Os republicanos,desde Ronald Reagan, têm sido os grandes responsáveis pela maior parte das vantagens e insenções fiscais concedidas aos milionários e às grandes empresas e grupos económicos, que estão actualmente no patamar mais baixo de sempre, comprometendo receita fiscal do Estado e exigindo mais sacrifícios à classe média. Como são os republicanos que controlam o Congresso, a defesa por esses privilégios é acérrima, alegando que a sua eliminação prejudica a economia.

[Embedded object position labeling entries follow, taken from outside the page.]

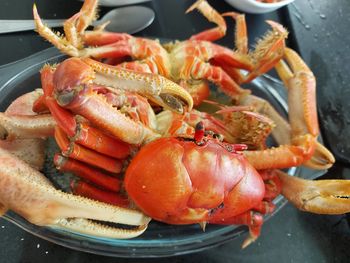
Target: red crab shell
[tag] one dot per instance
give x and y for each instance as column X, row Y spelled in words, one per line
column 177, row 181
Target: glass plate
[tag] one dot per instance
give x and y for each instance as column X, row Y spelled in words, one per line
column 160, row 239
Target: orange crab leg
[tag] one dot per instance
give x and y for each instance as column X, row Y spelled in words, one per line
column 87, row 190
column 202, row 70
column 268, row 51
column 100, row 142
column 213, row 16
column 304, row 148
column 86, row 155
column 87, row 172
column 241, row 35
column 101, row 38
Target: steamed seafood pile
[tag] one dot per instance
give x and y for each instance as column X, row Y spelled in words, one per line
column 123, row 112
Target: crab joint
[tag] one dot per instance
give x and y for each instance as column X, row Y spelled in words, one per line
column 199, row 133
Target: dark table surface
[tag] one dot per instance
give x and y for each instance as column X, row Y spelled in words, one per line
column 319, row 31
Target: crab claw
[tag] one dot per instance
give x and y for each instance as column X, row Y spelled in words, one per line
column 320, row 197
column 31, row 195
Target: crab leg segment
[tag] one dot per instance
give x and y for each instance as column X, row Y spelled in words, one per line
column 26, row 127
column 320, row 197
column 88, row 173
column 268, row 51
column 89, row 191
column 155, row 87
column 241, row 35
column 28, row 193
column 78, row 152
column 213, row 16
column 201, row 70
column 301, row 85
column 304, row 148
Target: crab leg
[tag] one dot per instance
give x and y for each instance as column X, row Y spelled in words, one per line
column 320, row 197
column 268, row 51
column 78, row 152
column 81, row 133
column 28, row 193
column 201, row 70
column 241, row 35
column 88, row 190
column 26, row 127
column 304, row 148
column 213, row 16
column 156, row 88
column 88, row 173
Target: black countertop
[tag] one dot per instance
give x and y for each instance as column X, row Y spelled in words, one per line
column 319, row 31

Porém, o Presidente norte-americano afirmava que «não será aceitável» impedir o aumento do tecto da dívida do país e manifestou a intenção de evitar uma situação de incumprimento pelos EUA, e exemplificou com os administradores de fundos de risco, que não deviam pagar menos impostos que as suas secretárias, e que não se deviam continuar a conceder benefícios especiais a empresas de petróleo capazes de lucrar dezenas de milhares de milhões de dólares. 
Os Republicanos e Democratas lá chegaram a um consenso que permitiu aumentar o tecto da dívida americana, contudo, tal não evitou que as agências de rating baixassem o nível de notação dos EUA, o que tem provocado mini-crashes da Bolsa um pouco por todo o mundo.

TO BE CONTINUED...

Questões:
1- Se o Estados foram fundamentais para evitar o colapso do sistema financeiro e se a auto-regulação dos mercados não funciona, porque é que os Estados se têm demitido da regulação e supervisionamento da economia?
2- Se a política de austeridade não resulta, havendo o perigo cada vez maior de incumprimento, porque é que não se tenta outra abordagem?
3- Porque é que o liberalismo está na moda se foi ele que nos colocou nesta trapalhada?

4- Porque é que a classe média leva sempre com grande parte da austeridade em cima? Uma classe média forte, com poder de consumo, não é extremamente importante para a economia?

5- O aumento do fosso entre os mais pobres e os mais ricos numa sociedade de consumo não estará na origem de motins e de vandalismos um pouco por todo o mundo?